4. Recomienda S. Juan de Ávila: “hacer
todas las cosas con perfección, henchidos del fuego del amor de Dios”. Se
puede entender así la devoción en toda oración, bien personal, bien litúrgica,
bien comunitaria.
Hacer las cosas con perfección es vivir la oración lo mejor
posible y, si estamos orando vocalmente (oraciones, rosario, salmos) que “la
mente concuerde con nuestra voz” (S. Benito, Regula, cap. 19), estar
atentos a aquello que rezamos, saber lo que decimos. Jamás es oración recitar
apresurado y mecánico sin saber apenas ni lo que decimos: es saborear aquello que oramos.
“Henchidos del fuego del amor de Dios”: poner fuego en la oración, poner el corazón en lo que oramos,
rompiendo el hielo de nuestra indiferencia, de nuestras resistencias a la
acción de Dios. “Fuego del amor de Dios”, orar amando a Dios, saber y sentir
que estamos en presencia de Dios, que Él nos ama y nos está dando su amor y que
al rezar nosotros estamos amando a Dios. En el amor hay entrega: aquí está la
devoción, el corazón que arde en el amor de Dios, poner el corazón en lo que se
ora, en lo que se recita, en la oración, en la Misa en la que participo...
Celebrar y orar con devoción; participar en la liturgia con devoción,
en los sacramentos, leer el evangelio todos los días con devoción, el rosario
con devoción... Esto es, “hacer todas las cosas con perfección, henchidos del
fuego de amor de Dios”. Lejos, pues, la rutina, frialdad, distracción,
recitación mecánica, el cumplimiento.
5. Los maestros
espirituales señalan siempre la devoción
como virtud necesaria para la oración. Devoción es sensibilidad y gusto en el servicio de Dios, sea en la oración, sea
en la celebración litúrgica, sea en la liturgia de nuestra vida.
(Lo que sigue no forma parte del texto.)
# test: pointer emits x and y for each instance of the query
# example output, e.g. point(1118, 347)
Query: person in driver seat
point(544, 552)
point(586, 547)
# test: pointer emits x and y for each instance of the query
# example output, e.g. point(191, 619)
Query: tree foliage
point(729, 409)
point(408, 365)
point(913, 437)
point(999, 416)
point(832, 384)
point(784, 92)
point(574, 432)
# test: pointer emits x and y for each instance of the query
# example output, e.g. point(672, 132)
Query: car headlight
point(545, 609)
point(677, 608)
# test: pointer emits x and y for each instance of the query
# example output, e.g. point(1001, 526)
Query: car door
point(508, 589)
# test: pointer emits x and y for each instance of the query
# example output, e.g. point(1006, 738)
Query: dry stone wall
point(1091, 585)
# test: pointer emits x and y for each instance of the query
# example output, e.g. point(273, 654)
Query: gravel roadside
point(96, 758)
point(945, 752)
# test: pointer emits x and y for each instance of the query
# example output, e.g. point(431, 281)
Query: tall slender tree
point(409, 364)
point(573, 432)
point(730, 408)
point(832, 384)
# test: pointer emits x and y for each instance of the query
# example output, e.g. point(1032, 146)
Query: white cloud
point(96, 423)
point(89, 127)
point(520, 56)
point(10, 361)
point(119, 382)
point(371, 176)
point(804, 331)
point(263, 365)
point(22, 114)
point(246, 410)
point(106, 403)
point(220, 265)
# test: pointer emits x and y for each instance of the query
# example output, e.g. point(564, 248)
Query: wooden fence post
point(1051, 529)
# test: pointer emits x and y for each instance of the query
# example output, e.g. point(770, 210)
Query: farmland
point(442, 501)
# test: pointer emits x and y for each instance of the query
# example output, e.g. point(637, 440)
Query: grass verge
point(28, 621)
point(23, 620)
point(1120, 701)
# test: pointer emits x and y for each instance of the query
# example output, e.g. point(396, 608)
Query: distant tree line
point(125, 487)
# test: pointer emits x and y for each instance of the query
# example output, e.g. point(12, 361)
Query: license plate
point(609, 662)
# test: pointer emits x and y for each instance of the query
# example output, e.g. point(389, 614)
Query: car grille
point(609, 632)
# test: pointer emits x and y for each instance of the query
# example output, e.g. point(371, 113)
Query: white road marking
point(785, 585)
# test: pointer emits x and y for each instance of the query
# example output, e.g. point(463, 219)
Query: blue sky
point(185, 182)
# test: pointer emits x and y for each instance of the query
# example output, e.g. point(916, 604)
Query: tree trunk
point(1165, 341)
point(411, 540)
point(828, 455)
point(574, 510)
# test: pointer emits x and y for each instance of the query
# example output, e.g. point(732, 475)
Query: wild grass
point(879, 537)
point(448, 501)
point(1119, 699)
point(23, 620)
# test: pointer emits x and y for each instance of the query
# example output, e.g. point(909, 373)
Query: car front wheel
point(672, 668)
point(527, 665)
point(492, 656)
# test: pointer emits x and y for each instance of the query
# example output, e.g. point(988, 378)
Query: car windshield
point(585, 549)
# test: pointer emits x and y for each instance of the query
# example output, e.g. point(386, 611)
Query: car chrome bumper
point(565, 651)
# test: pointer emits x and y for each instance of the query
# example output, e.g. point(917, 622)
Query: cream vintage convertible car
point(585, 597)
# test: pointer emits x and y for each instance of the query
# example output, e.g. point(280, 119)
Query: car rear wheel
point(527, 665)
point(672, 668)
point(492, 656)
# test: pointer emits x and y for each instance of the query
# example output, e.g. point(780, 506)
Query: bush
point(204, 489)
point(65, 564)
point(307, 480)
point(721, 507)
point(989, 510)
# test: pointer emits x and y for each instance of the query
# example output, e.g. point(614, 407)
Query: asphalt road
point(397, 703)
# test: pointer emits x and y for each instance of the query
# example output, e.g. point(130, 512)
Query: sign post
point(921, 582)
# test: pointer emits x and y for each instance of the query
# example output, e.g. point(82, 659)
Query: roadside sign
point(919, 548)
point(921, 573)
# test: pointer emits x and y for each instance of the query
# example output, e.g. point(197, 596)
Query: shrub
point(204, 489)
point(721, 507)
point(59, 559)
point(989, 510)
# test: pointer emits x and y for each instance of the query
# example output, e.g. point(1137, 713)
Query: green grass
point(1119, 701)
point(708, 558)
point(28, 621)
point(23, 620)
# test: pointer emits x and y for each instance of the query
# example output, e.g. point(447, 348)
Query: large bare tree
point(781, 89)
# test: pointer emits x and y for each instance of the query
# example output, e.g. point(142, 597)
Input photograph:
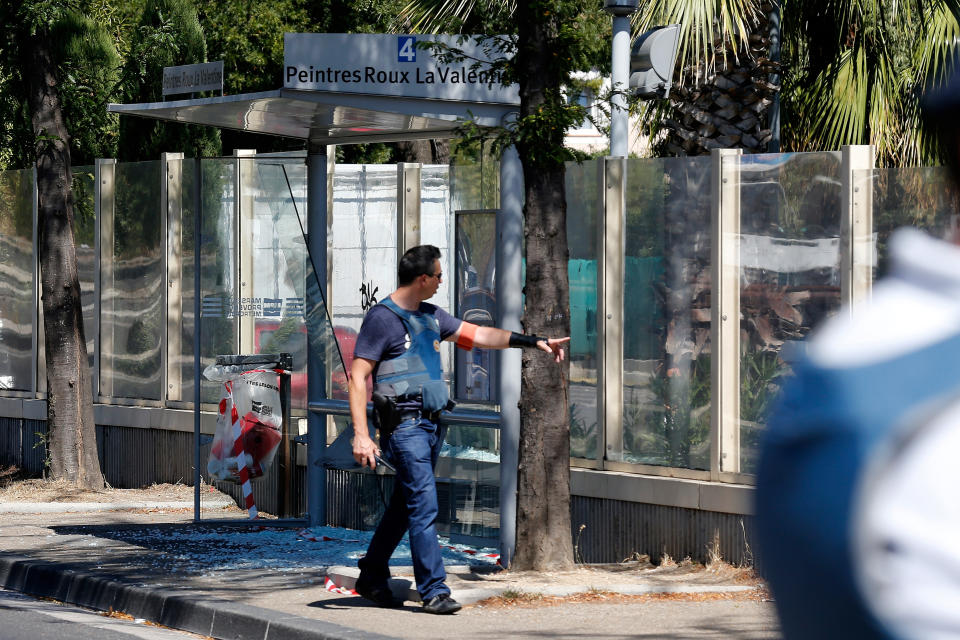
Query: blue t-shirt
point(383, 336)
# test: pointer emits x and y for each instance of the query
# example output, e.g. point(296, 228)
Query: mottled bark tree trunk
point(72, 436)
point(544, 538)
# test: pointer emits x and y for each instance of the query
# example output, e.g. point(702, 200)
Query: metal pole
point(509, 286)
point(197, 227)
point(316, 385)
point(620, 77)
point(774, 121)
point(285, 477)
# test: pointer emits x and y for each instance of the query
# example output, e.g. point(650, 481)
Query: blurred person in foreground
point(399, 344)
point(858, 513)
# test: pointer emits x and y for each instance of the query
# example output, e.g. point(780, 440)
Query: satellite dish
point(652, 60)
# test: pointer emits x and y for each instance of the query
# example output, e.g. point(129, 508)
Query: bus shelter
point(349, 89)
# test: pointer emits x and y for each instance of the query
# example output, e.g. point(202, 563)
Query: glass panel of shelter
point(790, 266)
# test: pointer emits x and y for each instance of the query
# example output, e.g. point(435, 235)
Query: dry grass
point(599, 596)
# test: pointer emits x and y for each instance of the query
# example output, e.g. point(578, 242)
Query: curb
point(84, 507)
point(404, 588)
point(182, 610)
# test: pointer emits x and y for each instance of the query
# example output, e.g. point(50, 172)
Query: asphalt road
point(25, 618)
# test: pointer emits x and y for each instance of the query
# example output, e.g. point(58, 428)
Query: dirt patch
point(14, 487)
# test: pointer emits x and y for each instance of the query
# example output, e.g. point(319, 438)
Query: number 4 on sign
point(406, 49)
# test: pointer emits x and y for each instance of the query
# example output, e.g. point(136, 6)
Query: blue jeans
point(412, 448)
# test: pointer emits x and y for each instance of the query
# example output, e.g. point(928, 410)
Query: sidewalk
point(152, 562)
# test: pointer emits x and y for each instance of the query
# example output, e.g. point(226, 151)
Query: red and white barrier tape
point(241, 458)
point(329, 585)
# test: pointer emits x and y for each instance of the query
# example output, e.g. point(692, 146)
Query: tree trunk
point(72, 436)
point(544, 537)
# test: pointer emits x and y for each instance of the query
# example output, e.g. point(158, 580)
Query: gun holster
point(385, 410)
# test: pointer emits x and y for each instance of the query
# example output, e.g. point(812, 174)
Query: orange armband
point(467, 333)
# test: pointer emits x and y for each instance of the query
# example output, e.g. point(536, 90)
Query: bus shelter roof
point(326, 117)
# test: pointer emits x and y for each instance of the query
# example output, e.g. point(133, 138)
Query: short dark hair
point(416, 262)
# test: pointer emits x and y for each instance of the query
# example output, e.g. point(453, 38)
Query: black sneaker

“No es otra cosa devoción –dice fray Luis de Granada- sino un refresco del cielo y un soplo y aliento del Espíritu Santo, el cual rompe por todas estas dificultades, sacude esta pesadumbre, cura este disgusto de nuestra voluntad, y pone sabor en lo desabrido, y así nos hace prontos y ligeros para todo lo bueno” (Ibíd.).
De
este modo la devoción alienta y pone fuego en la oración acrecentando las
virtudes y toda la vida cristiana. La devoción inflama el corazón en deseos de
amar a Dios, de servirle, de tratarle en la oración, de adorarle. Devoción y
unción para estar ante el Señor, “porque
el sitio que pisas es sagrado” (Ex 3).
Ahora bien, la devoción que es un poner el corazón en el fuego del
Amor de Dios, no significa que nuestra oración sea fértil y fecunda siempre, de
tal modo que siempre salgamos en paz, con consuelos del Señor, luces o mociones
del espíritu. A veces la oración es un desierto, donde se está pero, aunque el
Señor nos visite, no experimentamos nada, parece que salimos igual que entramos
y que hemos perdido el tiempo. Es la gran tentación del orante: medir la calidad de la oración por los consuelos
o gustos sensibles.
La sequedad, el llamado “silencio de Dios”, pone a prueba la fe y la
perseverancia. A la oración vamos a estar con Dios y Dios está con nosotros,
aunque no lo veamos, ni lo experimentemos, aunque tengamos sensación de vacío. Se
trata de poner el corazón por encima de los beneficios de la oración misma: “no
está el amor de Dios en tener gustos y ternura” (V 11,13) dice
Santa Teresa. Dios obra siempre en el alma aunque muchas veces no toque nuestra
sensibilidad y no lo notemos. Pero está ahí.
La perseverancia es virtud
fundamental: Dios se manifestará cuando sea conveniente y provechoso para el
alma. Muchos ratos de oración los tendremos que pasar en la oscuridad de la fe,
porque es ahí donde Dios forja el alma y ve la calidad de la fe del que ora.
San Juan de Ávila avisa que “si faltare ternura de devoción”, habrá que pensar
que “no se miden nuestros servicios sino por el amor” (Audi Filia, c. 26).